A new and innovative partnership with Heart of Kent Hospice in Aylesford is being developed with the Diocese of Rochester’s pioneering Anna Chaplaincy team to broaden the spiritual care available to residents.

Anna Chaplaincy is named after the faithful older woman, Anna, who appears with Simeon in Luke’s Gospel. Anna Chaplains have a special focus on the needs of those living with dementia.

The Heart of Kent Hospice provides an award-winning specialist service, supporting people with dementia living from the point of their diagnosis, right through to the end of their lives; walking alongside families on what can be a long and difficult journey.  

Plans are unfolding for an Anna Chaplaincy team to be based in Aylesford Parish which will then work in close partnership with the hospice. The hospice has almost 300 people with dementia on its caseload.  Where spiritual care is needed, the Anna Chaplaincy team will respond, linking individuals with their local churches where appropriate.

The Rev Colin Terry, is pioneering this new model of Anna Chaplaincy alongside the hospice as lead Anna Chaplain, with a team of Anna Friends commissioned by Bishop James on 3 September.

Find out more about the eleven Anna Chaplains and Friends here.

The new partnership was launched at a service in Aylesford Parish Church on Monday 1 October.

Heart of Kent already holds a monthly Dementia Café at which Anna Chaplaincy support is offered, but this move extends and enhances the support residents can currently receive.

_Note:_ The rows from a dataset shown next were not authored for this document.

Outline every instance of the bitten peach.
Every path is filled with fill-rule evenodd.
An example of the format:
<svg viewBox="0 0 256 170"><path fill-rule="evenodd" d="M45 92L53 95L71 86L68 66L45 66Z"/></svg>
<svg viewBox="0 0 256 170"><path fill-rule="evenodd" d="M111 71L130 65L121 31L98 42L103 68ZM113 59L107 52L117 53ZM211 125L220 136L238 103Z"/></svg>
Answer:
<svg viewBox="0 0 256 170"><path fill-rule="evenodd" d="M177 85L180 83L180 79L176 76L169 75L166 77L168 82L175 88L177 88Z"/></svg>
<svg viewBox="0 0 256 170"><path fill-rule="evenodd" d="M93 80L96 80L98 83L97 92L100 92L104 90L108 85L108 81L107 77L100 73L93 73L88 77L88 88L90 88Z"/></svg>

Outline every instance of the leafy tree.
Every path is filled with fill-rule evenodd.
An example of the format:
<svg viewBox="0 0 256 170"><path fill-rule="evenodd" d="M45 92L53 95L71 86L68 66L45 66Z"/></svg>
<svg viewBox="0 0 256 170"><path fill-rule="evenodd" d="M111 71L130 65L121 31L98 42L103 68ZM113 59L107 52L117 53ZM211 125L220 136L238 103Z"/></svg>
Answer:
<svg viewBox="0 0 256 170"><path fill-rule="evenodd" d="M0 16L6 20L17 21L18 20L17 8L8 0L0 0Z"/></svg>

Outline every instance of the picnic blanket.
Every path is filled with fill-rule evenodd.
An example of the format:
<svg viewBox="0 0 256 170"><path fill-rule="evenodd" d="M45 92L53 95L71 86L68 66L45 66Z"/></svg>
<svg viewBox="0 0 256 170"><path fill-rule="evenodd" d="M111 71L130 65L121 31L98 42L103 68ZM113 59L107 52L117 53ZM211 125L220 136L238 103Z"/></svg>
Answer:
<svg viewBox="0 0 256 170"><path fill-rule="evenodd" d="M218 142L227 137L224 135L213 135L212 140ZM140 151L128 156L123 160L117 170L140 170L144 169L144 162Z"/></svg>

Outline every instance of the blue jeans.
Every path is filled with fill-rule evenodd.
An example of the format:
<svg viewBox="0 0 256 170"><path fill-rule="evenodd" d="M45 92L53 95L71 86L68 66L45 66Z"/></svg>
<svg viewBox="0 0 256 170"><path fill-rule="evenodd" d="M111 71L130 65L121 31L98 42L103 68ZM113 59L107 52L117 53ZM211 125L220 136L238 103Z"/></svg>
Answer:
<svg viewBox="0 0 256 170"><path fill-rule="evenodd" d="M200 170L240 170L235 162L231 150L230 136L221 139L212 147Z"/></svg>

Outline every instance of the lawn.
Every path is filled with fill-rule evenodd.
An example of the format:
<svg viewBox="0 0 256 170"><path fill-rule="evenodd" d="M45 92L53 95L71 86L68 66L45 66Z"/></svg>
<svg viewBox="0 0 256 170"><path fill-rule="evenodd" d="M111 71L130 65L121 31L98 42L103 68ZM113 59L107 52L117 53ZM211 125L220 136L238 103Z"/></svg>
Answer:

Julia Burton-Jones, Diocesan Dementia Specialist Project Officer, said that the partnership is a sign of the increasing recognition among Anna Chaplains and their parishes of how being diagnosed with a degenerative brain condition like dementia brings up questions about death and dying:

“In Anna Chaplaincy ministry we recognise that while most people die with dementia and not from it, end of life planning is important in the context of a condition which affects the ability to make choices and decisions.

She continued: “We’re therefore always trying to think creatively about ways to support older people and people with dementia in talking about death and dying, and this new partnership is very welcome extension to the support we can give.”